Business, apparently, likes the iPad. Apple’s Tim Cook reckons nearly every company (94 per cent) in the Fortune 500 is using or testing the Apple tablet. And although we’re not sure how yet, the CEO is promising to focus on “penetration in enterprise.”
To us, that seems odd. Yes, companies like to play around with iPads. If you can get your company to sign off on a fun gadget you can play with in boring meetings, why not? And the price tag of the iPad (next to other IT costs) isn’t enough to give accountants scary dreams. But is the iPad – for most people – a genuinely useful business tool?

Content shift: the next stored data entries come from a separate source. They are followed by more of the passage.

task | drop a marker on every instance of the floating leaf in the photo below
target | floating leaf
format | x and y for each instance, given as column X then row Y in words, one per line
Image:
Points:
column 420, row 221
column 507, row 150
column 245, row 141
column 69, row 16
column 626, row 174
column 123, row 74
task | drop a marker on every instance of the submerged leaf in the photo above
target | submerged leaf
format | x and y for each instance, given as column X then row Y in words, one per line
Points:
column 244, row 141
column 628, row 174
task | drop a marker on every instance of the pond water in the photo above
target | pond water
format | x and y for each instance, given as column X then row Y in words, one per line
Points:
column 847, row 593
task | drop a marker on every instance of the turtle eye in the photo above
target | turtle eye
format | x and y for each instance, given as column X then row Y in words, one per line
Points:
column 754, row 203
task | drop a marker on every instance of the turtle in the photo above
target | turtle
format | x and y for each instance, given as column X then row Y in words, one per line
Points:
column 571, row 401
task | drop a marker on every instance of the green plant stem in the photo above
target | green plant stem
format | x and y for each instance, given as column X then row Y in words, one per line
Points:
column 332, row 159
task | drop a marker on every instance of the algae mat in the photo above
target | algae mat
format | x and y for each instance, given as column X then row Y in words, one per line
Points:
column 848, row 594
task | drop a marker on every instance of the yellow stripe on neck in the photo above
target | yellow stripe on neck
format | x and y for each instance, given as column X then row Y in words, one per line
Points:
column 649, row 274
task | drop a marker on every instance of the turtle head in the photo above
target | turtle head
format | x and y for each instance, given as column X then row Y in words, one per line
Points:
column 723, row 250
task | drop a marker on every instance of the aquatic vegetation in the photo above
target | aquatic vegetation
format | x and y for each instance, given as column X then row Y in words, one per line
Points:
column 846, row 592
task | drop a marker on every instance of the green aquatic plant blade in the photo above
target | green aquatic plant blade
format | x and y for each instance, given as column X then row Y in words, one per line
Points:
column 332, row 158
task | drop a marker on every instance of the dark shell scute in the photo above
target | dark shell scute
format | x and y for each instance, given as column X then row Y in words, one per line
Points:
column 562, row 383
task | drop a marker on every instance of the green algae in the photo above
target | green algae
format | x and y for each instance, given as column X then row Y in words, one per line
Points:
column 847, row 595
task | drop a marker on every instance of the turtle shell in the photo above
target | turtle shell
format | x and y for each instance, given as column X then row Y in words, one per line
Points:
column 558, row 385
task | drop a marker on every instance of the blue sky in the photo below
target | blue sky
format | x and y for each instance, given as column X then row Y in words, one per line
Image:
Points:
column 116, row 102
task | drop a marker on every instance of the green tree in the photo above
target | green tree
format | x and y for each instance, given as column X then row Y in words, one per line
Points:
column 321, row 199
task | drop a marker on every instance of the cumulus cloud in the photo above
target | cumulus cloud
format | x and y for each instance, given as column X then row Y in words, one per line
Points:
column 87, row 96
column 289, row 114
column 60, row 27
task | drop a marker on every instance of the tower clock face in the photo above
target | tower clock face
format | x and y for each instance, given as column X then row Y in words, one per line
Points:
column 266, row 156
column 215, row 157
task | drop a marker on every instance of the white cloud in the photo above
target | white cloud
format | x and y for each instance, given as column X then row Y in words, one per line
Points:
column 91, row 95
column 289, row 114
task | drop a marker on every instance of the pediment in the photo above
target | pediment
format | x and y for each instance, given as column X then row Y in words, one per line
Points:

Having tried to work on an iPad in the past, we think not. It’s a lovely bit of kit, but it’s built for – dare we use the word? – leisure. If your job involves browsing the internet a bit, scrabbling out typo-infused two-line emails and using some sort of throwing motion to make money, you’ve found the ideal portable partner. For most of us, a laptop is the better business companion.
That said, the growing processing power of the iPad, coupled with better accessories to overcome basic tablet shortfalls (lack of keyboard, for example) is closing the gap between Apple’s rectangle and a low-spec laptop or netbook.
Throw in increasingly mighty stack of powerful, inexpensive apps – that can handle anything from video editing (iMovie) to quite advanced image manipulation (Photoshop Touch) – and you can see why Tim Cook calls the iPad “the most broad-based product I've seen in my entire career in terms of enterprise adoption.”
But let’s come back to Earth. The iPad is a consumer gadget, not a business tool. The reason every company worth its revenue report is testing iPads is because making whatever service or product you sell look shiny and fun on a tablet is a good way to make next quarter’s revenue report look better. Heck, it’s working for Apple.